Reynolds goes on to point out that there are numerous cases where the court has applied broadly worded rights to specific situations not explicitly mentioned because to do otherwise would be to leave the broadly stated right unsecured. And he quotes Justice Douglas' decision in Griswold v Connecticutt where he points out several of those cases:

The association of people is not mentioned in the Constitution nor in the Bill of Rights. The right to educate a child in a school of the parents' choice--whether public or private or parochial--is also not mentioned. Nor is the right to study any particular subject or any foreign language. Yet the First Amendment has been construed to include certain of those rights.

By Pierce v. Society of Sisters [268 U.S. 510 (1925)], the right to educate one's children as one chooses is made applicable to the States by the force of the First and Fourteenth Amendments. By Meyer v. Nebraska [262 U.S. 390 (1923)], the same dignity is given the right to study the German language in a private school. In other words, the State may not, consistently with the spirit of the First Amendment, contract the spectrum of available knowledge. The right of freedom of speech and press includes not only the right to utter or to print, but the right to distribute, the right to receive, the right to read (Martin v. Struthers, 319 U.S. 141, 143 [(1943)]) and freedom of inquiry, freedom of thought, and freedom to teach (see Wieman v. Updegraff, 344 U.S. 183, 195 [(1952)])--indeed, the freedom of the entire university community...Without those peripheral rights the specific rights would be less secure.

Reynolds then goes on to list numerous instances where the same type of legal reasoning is used without hearing cries of "judicial tyranny" or "unprincipled judicial overreach" from the conservatives. Their outrage at abstracting the text is selective and seems to be triggered only when a right is being extended to someone of whom they disapprove. Or as Gomes put it,

"Judicial tyranny" is a phrase usually heard from those whose prejudices have not been sustained by a court's decision.

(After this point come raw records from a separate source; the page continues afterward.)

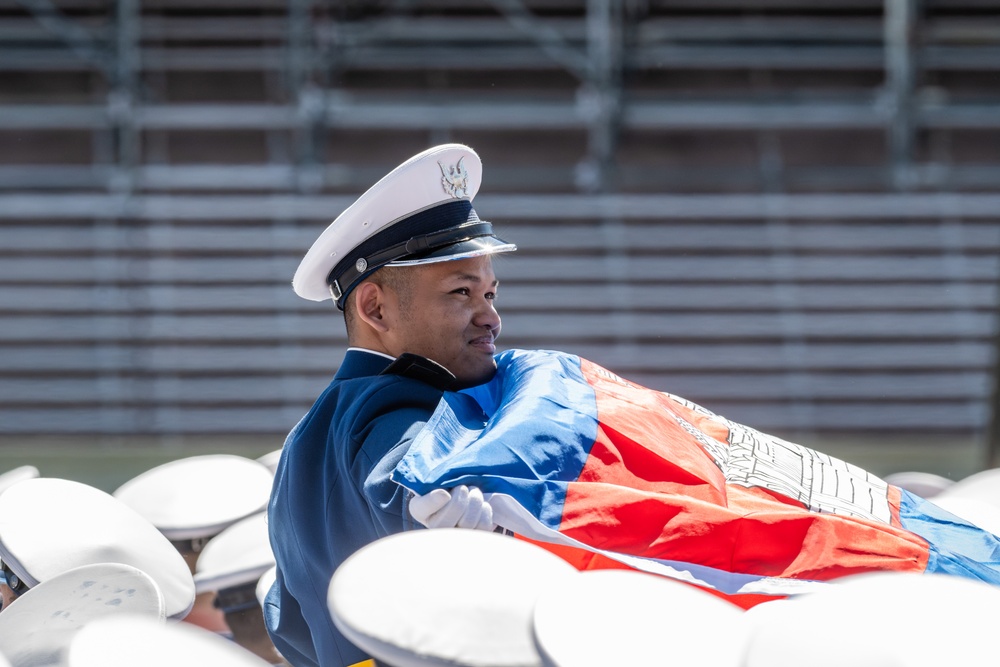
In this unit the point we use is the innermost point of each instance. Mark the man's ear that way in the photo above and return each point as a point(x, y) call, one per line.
point(369, 299)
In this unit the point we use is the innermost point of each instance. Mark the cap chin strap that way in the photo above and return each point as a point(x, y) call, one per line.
point(413, 246)
point(14, 582)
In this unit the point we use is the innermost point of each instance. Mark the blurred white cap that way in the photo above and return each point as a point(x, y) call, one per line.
point(49, 526)
point(198, 496)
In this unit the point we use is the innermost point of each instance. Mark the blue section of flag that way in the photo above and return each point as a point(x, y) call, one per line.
point(956, 546)
point(475, 438)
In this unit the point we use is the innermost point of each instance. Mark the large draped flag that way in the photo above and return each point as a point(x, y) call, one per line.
point(612, 474)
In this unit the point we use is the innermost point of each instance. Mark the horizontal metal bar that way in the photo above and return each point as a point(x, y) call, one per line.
point(341, 112)
point(527, 207)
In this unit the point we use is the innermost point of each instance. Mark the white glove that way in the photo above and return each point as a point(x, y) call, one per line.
point(462, 507)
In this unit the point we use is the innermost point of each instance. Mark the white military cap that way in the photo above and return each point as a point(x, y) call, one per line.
point(626, 617)
point(237, 556)
point(460, 598)
point(197, 497)
point(420, 212)
point(49, 526)
point(128, 640)
point(12, 477)
point(38, 626)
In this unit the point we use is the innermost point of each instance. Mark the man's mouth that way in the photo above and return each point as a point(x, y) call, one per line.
point(484, 343)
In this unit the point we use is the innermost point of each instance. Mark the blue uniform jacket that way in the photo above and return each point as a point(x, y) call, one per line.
point(332, 495)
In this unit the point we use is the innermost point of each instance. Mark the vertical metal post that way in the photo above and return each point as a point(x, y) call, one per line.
point(602, 90)
point(310, 98)
point(899, 34)
point(993, 432)
point(121, 99)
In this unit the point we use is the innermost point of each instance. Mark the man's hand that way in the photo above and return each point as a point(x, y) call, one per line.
point(461, 507)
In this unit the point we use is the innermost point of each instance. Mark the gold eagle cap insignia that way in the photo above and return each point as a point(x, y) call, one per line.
point(455, 179)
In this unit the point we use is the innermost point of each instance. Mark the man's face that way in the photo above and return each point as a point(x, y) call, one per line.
point(449, 317)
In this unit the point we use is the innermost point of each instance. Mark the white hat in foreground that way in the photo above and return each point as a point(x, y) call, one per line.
point(983, 486)
point(885, 618)
point(420, 212)
point(237, 556)
point(38, 626)
point(198, 496)
point(49, 526)
point(448, 597)
point(923, 484)
point(12, 477)
point(625, 617)
point(131, 641)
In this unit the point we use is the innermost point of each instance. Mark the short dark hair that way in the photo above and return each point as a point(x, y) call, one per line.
point(395, 278)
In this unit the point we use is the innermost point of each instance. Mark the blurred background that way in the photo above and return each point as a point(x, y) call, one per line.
point(785, 211)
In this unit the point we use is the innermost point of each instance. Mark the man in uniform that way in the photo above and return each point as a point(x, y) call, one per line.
point(410, 265)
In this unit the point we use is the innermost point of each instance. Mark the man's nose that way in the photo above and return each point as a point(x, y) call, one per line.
point(488, 317)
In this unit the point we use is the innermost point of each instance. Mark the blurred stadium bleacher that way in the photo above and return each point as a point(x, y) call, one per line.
point(788, 212)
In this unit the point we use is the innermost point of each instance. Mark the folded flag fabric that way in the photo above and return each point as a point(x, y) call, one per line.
point(618, 475)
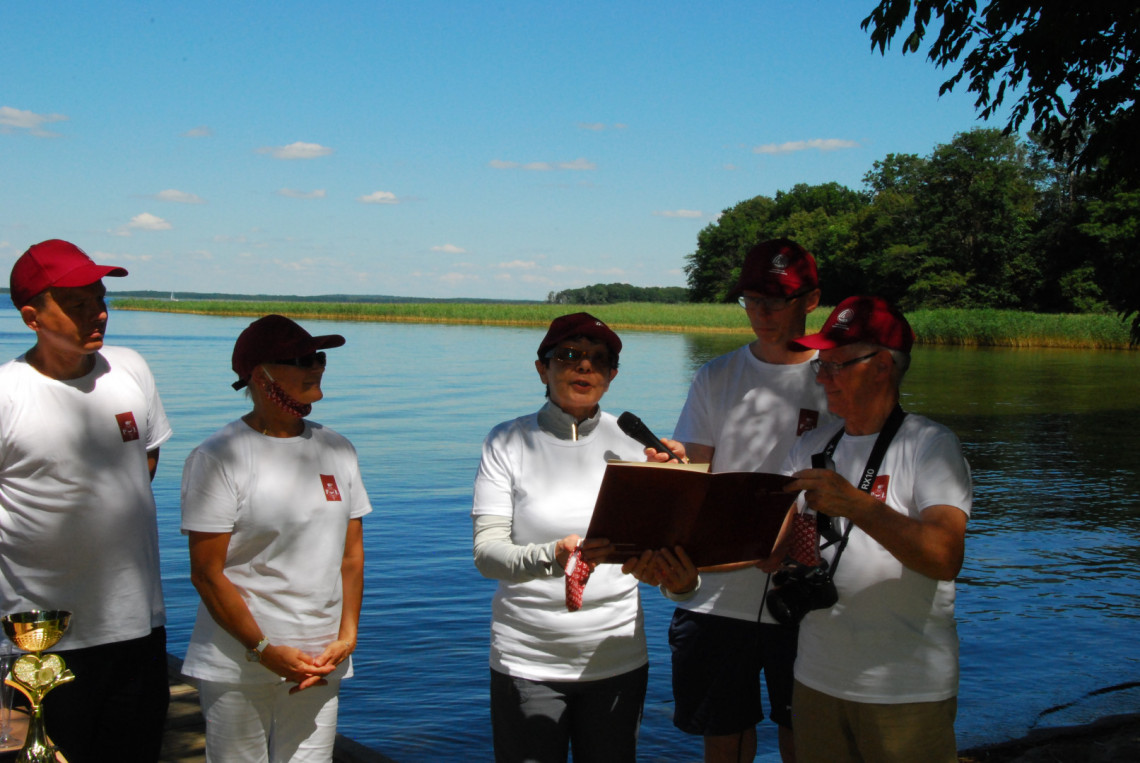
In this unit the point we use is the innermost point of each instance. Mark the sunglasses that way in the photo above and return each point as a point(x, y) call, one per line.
point(571, 356)
point(304, 362)
point(829, 368)
point(770, 303)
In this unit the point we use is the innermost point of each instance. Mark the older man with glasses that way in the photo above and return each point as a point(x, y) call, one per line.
point(743, 413)
point(877, 671)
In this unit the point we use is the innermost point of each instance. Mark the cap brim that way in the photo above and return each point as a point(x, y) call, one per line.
point(327, 341)
point(88, 274)
point(816, 342)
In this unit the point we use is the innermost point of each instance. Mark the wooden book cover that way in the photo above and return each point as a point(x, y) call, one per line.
point(717, 518)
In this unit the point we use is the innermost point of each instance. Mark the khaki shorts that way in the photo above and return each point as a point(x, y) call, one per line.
point(833, 730)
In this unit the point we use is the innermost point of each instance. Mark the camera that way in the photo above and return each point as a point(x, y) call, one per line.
point(799, 590)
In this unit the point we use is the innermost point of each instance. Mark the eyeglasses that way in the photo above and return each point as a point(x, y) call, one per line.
point(304, 360)
point(832, 368)
point(571, 356)
point(770, 303)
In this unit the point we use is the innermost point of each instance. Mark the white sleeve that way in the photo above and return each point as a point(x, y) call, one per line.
point(694, 424)
point(498, 558)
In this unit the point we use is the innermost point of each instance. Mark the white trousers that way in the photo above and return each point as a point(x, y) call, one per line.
point(263, 723)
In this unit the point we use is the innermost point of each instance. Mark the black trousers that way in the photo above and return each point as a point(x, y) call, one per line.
point(115, 708)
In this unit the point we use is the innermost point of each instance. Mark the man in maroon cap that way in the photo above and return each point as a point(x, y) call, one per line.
point(877, 670)
point(743, 413)
point(80, 430)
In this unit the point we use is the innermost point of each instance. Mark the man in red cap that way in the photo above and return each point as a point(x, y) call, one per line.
point(743, 413)
point(877, 671)
point(80, 430)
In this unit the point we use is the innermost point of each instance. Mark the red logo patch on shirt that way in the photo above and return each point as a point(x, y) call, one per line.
point(332, 493)
point(808, 420)
point(879, 487)
point(127, 425)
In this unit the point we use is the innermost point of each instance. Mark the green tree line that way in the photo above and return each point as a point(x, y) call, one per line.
point(615, 293)
point(987, 220)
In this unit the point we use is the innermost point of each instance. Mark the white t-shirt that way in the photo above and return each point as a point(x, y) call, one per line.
point(78, 527)
point(548, 487)
point(751, 412)
point(890, 638)
point(286, 503)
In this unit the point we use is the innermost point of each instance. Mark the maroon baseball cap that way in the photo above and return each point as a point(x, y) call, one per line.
point(578, 324)
point(55, 262)
point(778, 268)
point(862, 321)
point(275, 338)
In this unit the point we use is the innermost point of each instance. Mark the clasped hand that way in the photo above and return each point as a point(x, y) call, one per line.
point(302, 668)
point(829, 493)
point(673, 569)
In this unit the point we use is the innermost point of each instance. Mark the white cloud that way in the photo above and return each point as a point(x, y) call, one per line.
point(819, 144)
point(587, 272)
point(290, 193)
point(296, 151)
point(455, 278)
point(577, 164)
point(179, 196)
point(379, 197)
point(147, 221)
point(15, 119)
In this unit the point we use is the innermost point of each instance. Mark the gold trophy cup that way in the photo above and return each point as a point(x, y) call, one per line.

The fact is that there is only one legal argument that was used against the court decision striking down laws against interracial marriage that has not yet been used against decisions striking down laws against gay marriage. That one argument is federalism. In 1967, conservatives complained long and loudly that this was the federal government interfering in what had always been a state-determined issue. And they were right, marriage laws had always been a state matter, but since the issue involved the 14th amendment, their argument was wrong. But why hasn't this argument been used? Because, of course, the shoe is on the other foot now. In yet another example of throwing out their long held judicial principles to insure the outcome they desire, many conservatives are now calling for a federal constitutional amendment to prevent state courts and legislatures from allowing gay marriages. They would impose a single definition of marriage at the federal level and override state constitutions in order to achieve their ideological goals of stopping gay marriage. As in the case of penumbral reasoning and "strict constructionism", many conservatives (though by no means all) will jettison the principle of federalism to further their political and religious aims. In the battle between principle and the will to control, principle usually loses.